Peter Kellner / Dec 2017
Photo: Shutterstock
The latest Survation poll confirms that public opinion has moved away from Brexit since the summer. And like YouGov, Survation finds that movements below the surface are greater than on the basic for-or-against question.
Survation’s poll for the Mail on Sunday, conducted in the wake of the recent controversies over future UK payments to the EU, and the conundrum of the Irish border, suggests that if there were a referendum now, the result would be the reverse of that in the vote 18 months ago, with 52% voting to remain in the EU and 48% voting for Brexit. Survation’s last poll, in July, had the two sides almost exactly level-pegging. On its own, this small shift might be simply a product of sampling fluctuation; but YouGov, which conducts polls more frequently, has detected the same shift since the summer. It looks real, if still modest.
Possibly more significant is another question that Survation has repeated: once the Brexit negotiations are complete, would people support or oppose holding a fresh referendum on whether to accept or reject them? Back in July, voters divided 46-39% in favour of a fresh referendum. The latest figures are: support 50%, oppose 34%. A seven point margin in favour of a new vote has more than doubled to 16 points.
Survation’s detailed figures provide a clue as to what is happening. Attitudes towards a fresh referendum have barely shifted among those who voted Leave last year: in July they divided 54-33% against a new vote; today the division is 52-34%. But among Remain voters, the figures have shifted from 61-29% in favour of a fresh referendum in July, to 68-20% today.
This matters, because one of the arguments in recent months in favour of Brexit has been that many Remain voters have accepted the verdict of last year’s referendum and now just want to get on with getting out of the EU. That sentiment has not disappeared; but the rise in the numbers of Remain voters wanting a new referendum, and the sharp drop in those rejecting a new referendum, suggests that opposition to Brexit is hardening, not diminishing, as time passes and the complexities of the talks multiply.
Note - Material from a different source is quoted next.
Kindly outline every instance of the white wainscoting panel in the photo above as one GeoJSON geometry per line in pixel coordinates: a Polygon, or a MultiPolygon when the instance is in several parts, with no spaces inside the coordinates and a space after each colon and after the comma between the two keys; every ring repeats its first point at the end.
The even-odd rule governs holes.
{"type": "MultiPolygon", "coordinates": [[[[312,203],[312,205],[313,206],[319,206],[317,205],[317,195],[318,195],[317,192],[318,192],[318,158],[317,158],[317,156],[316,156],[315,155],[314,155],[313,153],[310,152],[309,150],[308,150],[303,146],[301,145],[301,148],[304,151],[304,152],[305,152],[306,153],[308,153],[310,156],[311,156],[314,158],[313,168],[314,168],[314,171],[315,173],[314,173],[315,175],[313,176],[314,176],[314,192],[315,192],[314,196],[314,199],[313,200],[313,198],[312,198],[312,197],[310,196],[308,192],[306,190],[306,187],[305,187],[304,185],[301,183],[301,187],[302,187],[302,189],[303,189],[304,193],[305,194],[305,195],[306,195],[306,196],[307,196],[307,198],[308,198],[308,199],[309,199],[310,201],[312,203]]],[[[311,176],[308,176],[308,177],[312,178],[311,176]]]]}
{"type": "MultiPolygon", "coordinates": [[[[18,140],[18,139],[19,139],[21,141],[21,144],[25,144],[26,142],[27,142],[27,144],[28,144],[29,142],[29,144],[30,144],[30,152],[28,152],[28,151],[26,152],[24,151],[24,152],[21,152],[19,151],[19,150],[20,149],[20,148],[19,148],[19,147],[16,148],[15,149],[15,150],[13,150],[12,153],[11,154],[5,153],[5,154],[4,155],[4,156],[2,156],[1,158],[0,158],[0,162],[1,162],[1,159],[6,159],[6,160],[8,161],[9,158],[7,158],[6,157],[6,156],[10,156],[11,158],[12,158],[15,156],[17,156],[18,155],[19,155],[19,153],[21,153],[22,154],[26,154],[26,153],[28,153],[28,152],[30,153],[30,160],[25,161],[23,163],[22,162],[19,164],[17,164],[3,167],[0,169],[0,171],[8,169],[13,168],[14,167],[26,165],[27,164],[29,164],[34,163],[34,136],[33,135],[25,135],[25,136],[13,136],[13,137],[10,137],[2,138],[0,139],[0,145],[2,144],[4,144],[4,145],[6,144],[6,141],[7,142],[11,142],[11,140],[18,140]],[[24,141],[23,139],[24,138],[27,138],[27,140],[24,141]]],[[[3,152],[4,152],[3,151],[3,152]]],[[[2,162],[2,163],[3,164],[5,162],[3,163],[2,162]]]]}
One other Survation result is worth noting. People were asked how the prospect of leaving the EU made them feel. Just 30% said “excited”, while 41% said “fearful”. A further 24% said “neither”. The difference between Leave and Remain voters is striking. Only just over half of Leave voters – 57% – say they are excited, while as many as 72% of Remain voters are fearful. And 12% of Leave voters – that’s two million people – admit to being fearful (while just 6% of Remain voters say they are excited).
I hope Survation tracks this question in the months ahead. It could provide a telling lead indicator of how the pro- and anti-Brexit numbers might move – and how a second referendum might play out.